As a result of the Good Friday Agreement, signed on 10 April 1998, paramilitary groups on both sides were disarmed, political prisoners were released and a power-sharing government was eventually formed by republicans and unionists.
Exactly ten years ago the Northern Ireland peace process entered a new and definitive phase with the signing of the Good Friday Agreement. The concord provided for a halt to all paramilitary activity in exchange for the early release of political prisoners, and for the creation of a Northern Ireland Assembly with devolved powers. The underlying principle of the agreement was that “the constitutional future of Northern Ireland should be determined by the majority vote of its citizens”.

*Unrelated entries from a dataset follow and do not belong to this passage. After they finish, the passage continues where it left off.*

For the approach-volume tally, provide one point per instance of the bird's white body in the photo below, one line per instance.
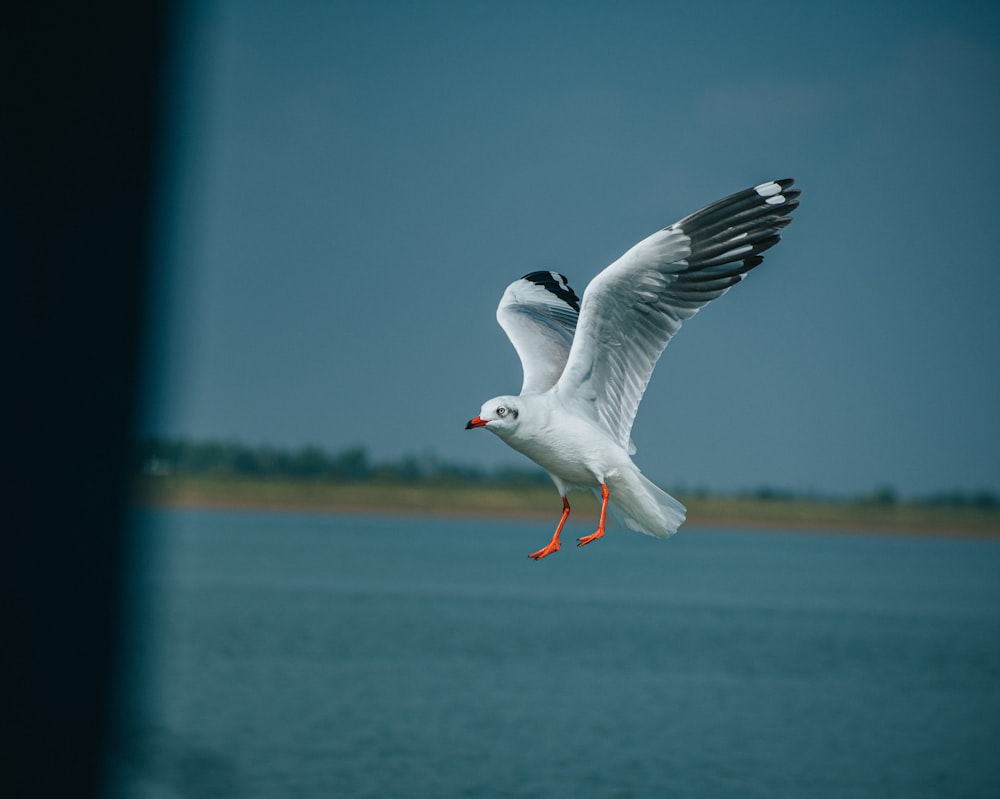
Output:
(586, 365)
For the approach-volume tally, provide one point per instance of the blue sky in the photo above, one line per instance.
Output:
(348, 187)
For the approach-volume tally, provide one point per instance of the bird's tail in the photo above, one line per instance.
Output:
(639, 505)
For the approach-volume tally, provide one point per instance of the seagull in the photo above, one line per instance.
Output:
(586, 363)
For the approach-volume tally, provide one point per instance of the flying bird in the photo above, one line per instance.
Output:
(586, 363)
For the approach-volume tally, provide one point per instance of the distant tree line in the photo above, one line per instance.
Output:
(182, 456)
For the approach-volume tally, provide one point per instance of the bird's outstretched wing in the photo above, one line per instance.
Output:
(633, 308)
(538, 313)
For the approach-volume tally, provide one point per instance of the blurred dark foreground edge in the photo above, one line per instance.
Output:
(81, 99)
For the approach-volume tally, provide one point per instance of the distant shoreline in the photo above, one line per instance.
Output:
(228, 493)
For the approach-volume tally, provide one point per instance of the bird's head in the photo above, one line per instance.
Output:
(498, 415)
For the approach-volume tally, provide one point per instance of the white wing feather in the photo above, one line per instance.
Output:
(538, 313)
(631, 310)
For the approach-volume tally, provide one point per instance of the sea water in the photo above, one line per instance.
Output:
(310, 655)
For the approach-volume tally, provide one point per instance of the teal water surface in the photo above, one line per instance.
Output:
(310, 655)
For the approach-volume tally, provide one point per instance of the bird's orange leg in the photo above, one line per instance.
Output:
(553, 545)
(599, 533)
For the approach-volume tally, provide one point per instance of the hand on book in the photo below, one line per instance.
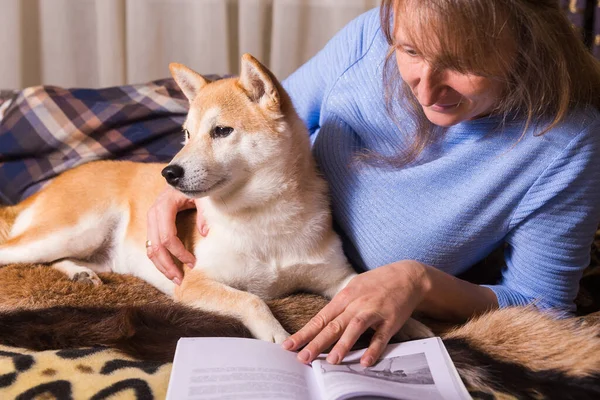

The Good Friday Agreement is often cited as an example of a successful peace process: both sides eventually gave up many of their original aspirations and the resulting agreement was put to referendum both in Northern Ireland, where 71% voted in favour, and in the Republic of Ireland, where 94% of voters gave their support.
Since 1998 numerous steps have been taken to consolidate peace in Northern Ireland and encourage harmonious relations between unionists and republicans. Practically all of the paramilitary organizations have now been disarmed and the Northern Ireland Human Rights Commission has been established to ensure respect for the human rights of all Northern Irish people.
However, the rival factions still do not have full confidence in one another. The party of the current prime minister, Ian Paisley, the Democratic Unionist Party (DUP), is not taking part in official events to mark the anniversary of the Good Friday Agreemnt. In fact, the DUP campaigned against the Agreement in the 1998 referendum, and remains sceptical over weapons decommissioning and early release of paramilitary prisoners.
The role of prisioners in the resolution of the conflict
Catalan production company Batabat marked the tenth anniversary of the Good Friday Agreement by filming a documentary entitled ‘Sunday at 5' that records the experiences of two Northern Irish prisoners who were enemies during the conflict and explains the role played by prisoners in the peace process.
Yesterday in Barcelona Seamus Kelly (of the Irish Republican Army, IRA) and Billy McQuiston (of the Ulster Defence Association, UDA) explained how the reconciliation process consisted in "talking and overcoming the past", as McQuiston said, in order to "review the perception that we had of each other". The former UDA member insisted that the peace process "never comes to an end", while the political process will always have its "ups and downs". Kelly for his part explained that former republican prisoners are "involved in the current political struggle, so they are active parts of the process". He is also convinced that it would be impossible now to go back on the peace process.